Para tickets baixos — abaixo de R$ 45 —, essa diferença é o que separa uma operação viável de uma operação que opera no vermelho sem que o dono perceba.
O que isso significa para o seu negócio
Três ações concretas para tomar antes do fim do mês:
- Calcule o CMV de cada item do seu cardápio de delivery. Se algum prato passa de 30%, ou ele sobe de preço ou sai do app.
- Some os custos reais do canal delivery sobre os últimos 30 dias. Pegue o relatório da plataforma, some comissão + embalagem + cartão + cupons. Divida pelo faturamento bruto. Se o resultado passa de 33%, sua margem está sob pressão.
- Reprecifique para o delivery. O cardápio do app não precisa ter o mesmo preço do salão.

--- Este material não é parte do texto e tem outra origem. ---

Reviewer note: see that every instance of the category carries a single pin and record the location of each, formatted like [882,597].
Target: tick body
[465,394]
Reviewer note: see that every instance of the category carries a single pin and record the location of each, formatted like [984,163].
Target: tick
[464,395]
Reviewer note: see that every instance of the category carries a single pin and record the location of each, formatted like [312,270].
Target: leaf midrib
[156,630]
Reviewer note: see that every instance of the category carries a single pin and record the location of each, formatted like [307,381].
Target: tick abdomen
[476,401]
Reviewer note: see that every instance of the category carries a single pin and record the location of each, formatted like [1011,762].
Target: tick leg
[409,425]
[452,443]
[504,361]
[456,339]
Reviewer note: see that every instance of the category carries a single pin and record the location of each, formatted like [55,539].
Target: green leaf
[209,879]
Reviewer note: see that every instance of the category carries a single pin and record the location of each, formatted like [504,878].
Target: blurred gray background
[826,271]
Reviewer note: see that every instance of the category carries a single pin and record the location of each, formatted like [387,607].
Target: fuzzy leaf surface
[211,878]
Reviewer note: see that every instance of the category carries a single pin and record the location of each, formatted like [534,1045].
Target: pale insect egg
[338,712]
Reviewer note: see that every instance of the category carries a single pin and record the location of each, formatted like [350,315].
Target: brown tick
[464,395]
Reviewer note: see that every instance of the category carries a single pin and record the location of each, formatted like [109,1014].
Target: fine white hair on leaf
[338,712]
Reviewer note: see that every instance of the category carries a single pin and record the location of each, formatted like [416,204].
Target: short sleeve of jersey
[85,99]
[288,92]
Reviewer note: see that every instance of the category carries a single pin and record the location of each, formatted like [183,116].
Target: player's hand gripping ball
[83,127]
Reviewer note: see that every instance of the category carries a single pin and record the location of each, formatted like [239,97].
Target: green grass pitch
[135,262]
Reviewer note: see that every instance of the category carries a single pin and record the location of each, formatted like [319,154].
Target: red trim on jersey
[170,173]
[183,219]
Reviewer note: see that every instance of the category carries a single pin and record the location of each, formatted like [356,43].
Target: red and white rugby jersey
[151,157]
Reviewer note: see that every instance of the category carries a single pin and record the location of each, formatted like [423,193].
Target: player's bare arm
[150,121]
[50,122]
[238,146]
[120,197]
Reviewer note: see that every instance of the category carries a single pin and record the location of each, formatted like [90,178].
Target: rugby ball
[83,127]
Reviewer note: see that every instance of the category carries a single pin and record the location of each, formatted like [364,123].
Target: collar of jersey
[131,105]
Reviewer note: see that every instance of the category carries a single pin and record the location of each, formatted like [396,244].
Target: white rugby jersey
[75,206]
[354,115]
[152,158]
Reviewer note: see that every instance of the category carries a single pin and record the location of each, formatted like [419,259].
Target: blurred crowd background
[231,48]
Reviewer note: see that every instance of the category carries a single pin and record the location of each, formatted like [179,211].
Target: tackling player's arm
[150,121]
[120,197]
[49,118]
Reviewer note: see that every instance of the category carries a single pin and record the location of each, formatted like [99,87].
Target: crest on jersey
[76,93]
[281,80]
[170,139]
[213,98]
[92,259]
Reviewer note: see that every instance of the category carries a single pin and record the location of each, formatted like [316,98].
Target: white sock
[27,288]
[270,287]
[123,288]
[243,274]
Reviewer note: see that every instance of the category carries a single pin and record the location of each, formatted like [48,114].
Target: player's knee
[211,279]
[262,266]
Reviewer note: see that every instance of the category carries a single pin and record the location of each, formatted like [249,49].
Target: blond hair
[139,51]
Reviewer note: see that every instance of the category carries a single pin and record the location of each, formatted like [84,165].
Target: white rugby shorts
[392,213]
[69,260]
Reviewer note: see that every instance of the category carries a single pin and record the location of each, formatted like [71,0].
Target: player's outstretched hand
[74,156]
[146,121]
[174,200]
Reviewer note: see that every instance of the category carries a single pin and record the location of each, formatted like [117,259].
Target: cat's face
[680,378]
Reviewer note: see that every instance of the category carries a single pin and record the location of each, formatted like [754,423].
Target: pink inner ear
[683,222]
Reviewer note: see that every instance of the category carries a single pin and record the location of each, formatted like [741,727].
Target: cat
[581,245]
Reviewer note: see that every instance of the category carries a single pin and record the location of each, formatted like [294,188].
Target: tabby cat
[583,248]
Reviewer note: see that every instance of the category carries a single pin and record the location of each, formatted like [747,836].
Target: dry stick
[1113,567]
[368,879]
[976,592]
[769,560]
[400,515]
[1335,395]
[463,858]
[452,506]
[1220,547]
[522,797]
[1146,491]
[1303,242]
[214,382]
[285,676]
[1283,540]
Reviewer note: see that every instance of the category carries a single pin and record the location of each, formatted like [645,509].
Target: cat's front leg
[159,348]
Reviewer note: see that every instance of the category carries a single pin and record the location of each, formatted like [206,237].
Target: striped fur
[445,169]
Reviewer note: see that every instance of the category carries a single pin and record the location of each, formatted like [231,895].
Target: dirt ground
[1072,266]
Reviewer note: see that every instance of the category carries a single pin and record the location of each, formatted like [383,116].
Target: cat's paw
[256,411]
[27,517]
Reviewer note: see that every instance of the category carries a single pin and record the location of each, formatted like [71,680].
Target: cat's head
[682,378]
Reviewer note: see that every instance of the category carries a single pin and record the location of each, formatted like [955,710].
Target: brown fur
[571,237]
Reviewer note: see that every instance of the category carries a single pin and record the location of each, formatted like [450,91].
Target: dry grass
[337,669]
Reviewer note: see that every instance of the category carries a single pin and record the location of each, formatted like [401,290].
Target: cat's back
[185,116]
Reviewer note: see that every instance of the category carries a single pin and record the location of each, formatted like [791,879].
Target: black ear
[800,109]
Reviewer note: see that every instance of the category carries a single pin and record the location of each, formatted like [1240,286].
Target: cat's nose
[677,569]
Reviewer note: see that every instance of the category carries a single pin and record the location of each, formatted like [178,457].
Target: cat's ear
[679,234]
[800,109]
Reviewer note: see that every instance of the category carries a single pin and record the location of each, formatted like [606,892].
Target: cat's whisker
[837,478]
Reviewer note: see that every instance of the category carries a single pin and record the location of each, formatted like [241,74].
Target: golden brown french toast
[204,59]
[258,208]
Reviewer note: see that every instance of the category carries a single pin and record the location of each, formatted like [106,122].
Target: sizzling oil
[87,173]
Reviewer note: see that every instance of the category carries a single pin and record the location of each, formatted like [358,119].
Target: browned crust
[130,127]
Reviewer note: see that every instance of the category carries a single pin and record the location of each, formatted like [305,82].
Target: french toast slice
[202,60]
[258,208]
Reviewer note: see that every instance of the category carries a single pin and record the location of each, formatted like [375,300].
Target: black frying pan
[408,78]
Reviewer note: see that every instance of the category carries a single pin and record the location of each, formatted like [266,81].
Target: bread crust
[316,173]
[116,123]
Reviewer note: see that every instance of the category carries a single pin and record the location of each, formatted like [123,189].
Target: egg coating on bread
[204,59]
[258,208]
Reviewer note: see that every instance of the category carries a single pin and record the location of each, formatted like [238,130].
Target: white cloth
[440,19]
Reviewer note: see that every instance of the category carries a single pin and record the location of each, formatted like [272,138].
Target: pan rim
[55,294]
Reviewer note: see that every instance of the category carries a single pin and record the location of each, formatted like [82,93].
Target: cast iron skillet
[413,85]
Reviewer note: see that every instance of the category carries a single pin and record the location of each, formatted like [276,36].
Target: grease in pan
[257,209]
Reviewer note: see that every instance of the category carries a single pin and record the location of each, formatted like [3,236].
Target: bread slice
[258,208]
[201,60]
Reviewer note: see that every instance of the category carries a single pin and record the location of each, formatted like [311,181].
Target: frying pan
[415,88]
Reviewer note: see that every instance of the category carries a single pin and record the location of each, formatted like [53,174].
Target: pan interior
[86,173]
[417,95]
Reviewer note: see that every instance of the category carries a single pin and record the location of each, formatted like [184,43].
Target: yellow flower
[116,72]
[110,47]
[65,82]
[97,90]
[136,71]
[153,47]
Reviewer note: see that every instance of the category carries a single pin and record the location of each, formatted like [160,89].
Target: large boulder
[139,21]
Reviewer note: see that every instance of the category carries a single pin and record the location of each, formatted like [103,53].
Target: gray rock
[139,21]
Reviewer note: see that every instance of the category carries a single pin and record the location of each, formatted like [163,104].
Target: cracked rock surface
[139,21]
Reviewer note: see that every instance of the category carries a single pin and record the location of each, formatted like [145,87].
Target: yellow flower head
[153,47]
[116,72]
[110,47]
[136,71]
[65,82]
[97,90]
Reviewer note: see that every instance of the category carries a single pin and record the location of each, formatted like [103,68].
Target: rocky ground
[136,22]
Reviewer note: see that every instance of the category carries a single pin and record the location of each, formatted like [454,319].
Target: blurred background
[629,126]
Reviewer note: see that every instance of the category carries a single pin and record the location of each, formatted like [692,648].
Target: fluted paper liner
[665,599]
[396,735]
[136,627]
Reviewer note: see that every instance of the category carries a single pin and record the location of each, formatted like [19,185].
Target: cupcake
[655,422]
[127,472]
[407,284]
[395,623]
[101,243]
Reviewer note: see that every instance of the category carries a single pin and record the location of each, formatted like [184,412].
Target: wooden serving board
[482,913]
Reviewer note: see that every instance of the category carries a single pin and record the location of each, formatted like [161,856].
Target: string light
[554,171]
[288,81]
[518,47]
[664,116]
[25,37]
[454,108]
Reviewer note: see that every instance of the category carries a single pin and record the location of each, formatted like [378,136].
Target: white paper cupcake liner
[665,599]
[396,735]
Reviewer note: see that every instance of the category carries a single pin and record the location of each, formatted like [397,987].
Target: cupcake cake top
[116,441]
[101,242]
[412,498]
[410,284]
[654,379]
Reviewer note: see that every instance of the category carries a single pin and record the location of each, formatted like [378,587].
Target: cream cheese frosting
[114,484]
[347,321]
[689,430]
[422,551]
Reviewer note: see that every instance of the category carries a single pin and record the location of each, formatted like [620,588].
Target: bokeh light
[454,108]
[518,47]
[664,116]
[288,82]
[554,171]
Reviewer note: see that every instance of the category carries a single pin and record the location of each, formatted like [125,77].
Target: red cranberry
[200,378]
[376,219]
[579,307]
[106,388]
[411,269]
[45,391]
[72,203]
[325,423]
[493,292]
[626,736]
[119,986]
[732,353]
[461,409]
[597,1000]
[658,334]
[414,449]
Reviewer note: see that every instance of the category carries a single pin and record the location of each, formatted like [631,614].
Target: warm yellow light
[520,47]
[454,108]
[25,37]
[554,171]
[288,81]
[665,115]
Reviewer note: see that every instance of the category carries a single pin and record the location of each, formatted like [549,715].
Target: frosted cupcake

A maioria das redes consolidadas trabalha com diferença de 10% a 15% entre os canais — exatamente para absorver os custos extras da operação online.
Conclusão
Vender no delivery não é uma decisão binária de "entrar ou não entrar na plataforma". É uma decisão de saber, com precisão, qual modelo de operação gera lucro real no seu ticket médio e no seu volume. A conta de 40% de custo total não é uma profecia — é o cenário comum que pega o lojista desavisado. Com a planilha certa e a estrutura de custos correta, o delivery pode ser o canal mais lucrativo do seu negócio. Sem ela, é o atalho mais rápido para o fechamento.